The Indians ransacked the cave, took everything that was of value from it, leaving only a small amount of food. And yet after they were gone the boy was so thankful for the chance that had thrown this one Indian in his way and had saved his life that he could not even complain of the starvation which stared him in the face. He took what little food was left and divided it up, allowing ten days beyond the twenty for the return of Phillips, and kept strictly to the portion each day that would keep him in some sort of food until the thirty days were up.
A day or two after the episode of the Indians a heavy snowstorm set in, and lasted for so long that when it finally ceased the mouth of the cave was entirely covered with snow. That seemed almost the last straw, for little or no light came into the cave, the cold was intense, and the boy was unable to go out. Hour by hour, day in and day out, he sat there, unable to read any more and without any appetite for the little food he could allow himself.
Three weeks passed—one day over the time in which Phillips might have returned. The little fellow’s mind almost gave way from the strain that was put on him as he sat there with night following day, and no change—only expectancy.
Twenty-eight days passed. He had but a day or so more of food. If help did not come within the next three days at the most, he would starve to death. To add to his misery, most of the wood that had been left was used up.
So the boy sat on the twenty-ninth day, huddled over the little flame that he could spare himself, hardly realizing now the passage of time, when he suddenly heard his name called. It seemed to him that he must be dreaming. He sat perfectly still listening, unable even to make a reply, and then the name rang out again and was repeated time after time. With all the strength he had left he answered the call, and it was his answering cry that enabled Phillips and the relief party to find the cave and begin digging through the snow.
When the two boys came together Bill Cody’s nerves gave way and he was carried out more dead than alive. But he was alive and bound to have many more of these hairbreadth escapes that make perhaps as extraordinary a record as could be told of any man who has ever lived.

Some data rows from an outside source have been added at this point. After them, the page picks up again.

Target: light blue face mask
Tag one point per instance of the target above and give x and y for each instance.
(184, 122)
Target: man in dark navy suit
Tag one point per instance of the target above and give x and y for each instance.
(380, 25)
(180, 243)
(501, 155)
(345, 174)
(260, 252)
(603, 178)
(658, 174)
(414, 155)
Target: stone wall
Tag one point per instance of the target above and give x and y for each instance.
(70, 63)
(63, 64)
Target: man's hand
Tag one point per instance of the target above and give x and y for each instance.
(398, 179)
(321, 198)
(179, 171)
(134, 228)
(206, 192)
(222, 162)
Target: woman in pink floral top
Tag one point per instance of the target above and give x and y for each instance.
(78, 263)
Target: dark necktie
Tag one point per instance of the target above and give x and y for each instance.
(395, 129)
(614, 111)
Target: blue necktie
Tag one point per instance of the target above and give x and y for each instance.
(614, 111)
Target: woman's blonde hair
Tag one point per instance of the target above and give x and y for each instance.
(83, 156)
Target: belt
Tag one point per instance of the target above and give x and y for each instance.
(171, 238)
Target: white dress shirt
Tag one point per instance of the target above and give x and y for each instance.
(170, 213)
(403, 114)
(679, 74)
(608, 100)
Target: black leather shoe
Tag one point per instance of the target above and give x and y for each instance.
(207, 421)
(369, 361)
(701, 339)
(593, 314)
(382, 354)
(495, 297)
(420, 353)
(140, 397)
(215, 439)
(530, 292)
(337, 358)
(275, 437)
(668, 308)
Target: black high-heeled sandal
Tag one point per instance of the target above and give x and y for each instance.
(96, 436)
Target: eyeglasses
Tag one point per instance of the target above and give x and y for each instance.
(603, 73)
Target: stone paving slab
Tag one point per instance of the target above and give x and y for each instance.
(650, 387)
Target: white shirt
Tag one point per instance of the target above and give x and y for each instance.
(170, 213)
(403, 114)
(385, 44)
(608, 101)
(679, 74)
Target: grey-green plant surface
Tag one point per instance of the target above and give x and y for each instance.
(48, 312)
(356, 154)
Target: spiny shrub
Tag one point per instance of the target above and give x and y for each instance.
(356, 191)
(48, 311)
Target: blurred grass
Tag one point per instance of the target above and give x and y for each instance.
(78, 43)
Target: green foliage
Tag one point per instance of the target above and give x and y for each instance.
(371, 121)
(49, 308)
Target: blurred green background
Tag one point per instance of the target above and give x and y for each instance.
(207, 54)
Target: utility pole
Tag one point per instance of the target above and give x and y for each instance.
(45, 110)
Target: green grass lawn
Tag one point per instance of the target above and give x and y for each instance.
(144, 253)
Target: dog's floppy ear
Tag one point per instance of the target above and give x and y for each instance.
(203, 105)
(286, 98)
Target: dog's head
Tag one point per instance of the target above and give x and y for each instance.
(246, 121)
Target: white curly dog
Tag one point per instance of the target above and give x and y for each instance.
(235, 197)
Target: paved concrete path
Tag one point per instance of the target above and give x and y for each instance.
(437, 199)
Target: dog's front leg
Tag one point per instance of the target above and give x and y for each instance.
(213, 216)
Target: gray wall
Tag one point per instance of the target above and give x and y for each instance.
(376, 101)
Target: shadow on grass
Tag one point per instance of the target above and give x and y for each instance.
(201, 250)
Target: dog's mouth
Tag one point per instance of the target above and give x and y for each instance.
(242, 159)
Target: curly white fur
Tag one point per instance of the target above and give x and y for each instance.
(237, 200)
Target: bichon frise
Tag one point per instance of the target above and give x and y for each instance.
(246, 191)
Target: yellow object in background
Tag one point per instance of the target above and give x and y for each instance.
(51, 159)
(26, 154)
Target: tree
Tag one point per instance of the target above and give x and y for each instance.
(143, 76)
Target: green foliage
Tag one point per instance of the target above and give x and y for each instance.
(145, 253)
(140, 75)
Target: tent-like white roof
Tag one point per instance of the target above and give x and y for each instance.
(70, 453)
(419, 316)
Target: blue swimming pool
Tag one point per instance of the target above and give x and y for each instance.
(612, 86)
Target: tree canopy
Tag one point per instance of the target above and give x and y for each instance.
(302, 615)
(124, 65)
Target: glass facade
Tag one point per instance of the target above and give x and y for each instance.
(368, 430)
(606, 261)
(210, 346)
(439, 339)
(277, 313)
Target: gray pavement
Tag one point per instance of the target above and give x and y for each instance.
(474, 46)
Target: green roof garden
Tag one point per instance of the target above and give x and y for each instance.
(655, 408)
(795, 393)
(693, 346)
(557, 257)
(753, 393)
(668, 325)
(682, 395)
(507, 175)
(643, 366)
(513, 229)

These adventures, which read to-day as if they came out of a wild, unreal story of adventure, happening as they did in the life of this boy not yet fifteen years old, prepared the way for a youth and early manhood of such extraordinary usefulness to the plains that Cody by the time the Civil War came was one of the most expert frontiersmen, guides, and scouts that existed in the United States. And yet in 1860 he was but fifteen years old, too young, in other words, to go to college to-day, younger than most boys now when they get their first shotgun or rifle.